This is why 95% of Ai projects fail
Research by iKN Italy and Casaleggio Associati explains the real cost of artificial intelligence for companies
After the initial enthusiasm for the arrival of artificial intelligence, it is now time for companies to take stock: what works, what is the real impact of this technology and, above all, how much does it cost. To answer these questions, a study by iKN Italy in collaboration with Casaleggio Associati analysed the hidden costs and the real return on investment of Ai tools for Italia's business fabric.
Companies do not know how much Ai really costs
The starting data are not encouraging: around 60% of companies report marginal or below-expected benefits, and 95% of Ai projects do not make it past the pilot phase. Furthermore, less than half of the companies have a complete picture of the costs and profitability of their trials. This is because companies are often unaware of the real cost of these projects: they tend to focus only on the most visible and easily controllable items of expenditure, but underestimate certain variables that are crucial for the programmes to survive and generate a real impact in the long term.
The Value of Time
"We have found that many realities still consider artificial intelligence as a product to be purchased and not as a transformation involving the entire organisational structure," explains Laura Ghisleri, Content&Networking Director at iKN. On the contrary, to really exploit the potential of this technology "the governance of processes must be created for the application of artificial intelligence".

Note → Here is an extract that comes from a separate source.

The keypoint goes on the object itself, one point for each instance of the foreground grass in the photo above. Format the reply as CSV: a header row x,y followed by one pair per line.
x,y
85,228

One of the aspects the study focuses on is the value of time when it comes to Ai. "Delay is not neutral, it is a tax on future value," reads the research, which highlights the advantage of getting Ai solutions up and running faster than others. Those who start earlier accumulate data, skills, processes and trust that create a delay that is difficult to recover.
Therefore, companies must strike a balance between haste, which can produce fatal errors for business, and delay, which is equally damaging. "First of all, it has emerged that decision-makers must be competent in the field," says Ghisleri, "and furthermore, KPIs must be clearly defined to monitor the actual return on investment in artificial intelligence.